Caroline
The man slides into the booth across from me. "This seat taken?"
It is, actually. It's taken by a glowering Russian and a complicated emotional situation.
But the glowering Russian is currently outside in the snow making mysterious phone calls and the emotional situation is a real damn clusterfuck, and that's all pretty hard to communicate in a few words.
So I just blink at the newcomer and say, "Um."
"Saw you sitting here all by your lonesome," he says, settling in like he's been invited.
He's big—not Afon big, but big in a soft, gym-membership-he-doesn't-quite-use way—with a canvas coat dark at the shoulders and a wool cap pushed back off a broad, pleasant face.
Late thirties, I'd guess. The kind of face that probably gets called boyish by women who have not yet learned better.
"Couldn't let a thing like that stand. Not on a night like this. "
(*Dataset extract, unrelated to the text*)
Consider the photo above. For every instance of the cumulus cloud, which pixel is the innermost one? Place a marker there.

"That's very civic of you," I say.
He grins. He has good teeth, and I get the feeling he knows it. "Name's Drake."
"Caroline."
"Caroline! What a pleasure to meet you, Caroline," he purrs. "Pretty name for a pretty girl."
Oh, Drake.
I have spent the last week being kidnapped, concussed, shot at, frozen, and starved. I have watched a man chop a deer into pieces. I have hauled a bleeding former assassin fourteen miles through a blizzard while losing feeling in my own extremities.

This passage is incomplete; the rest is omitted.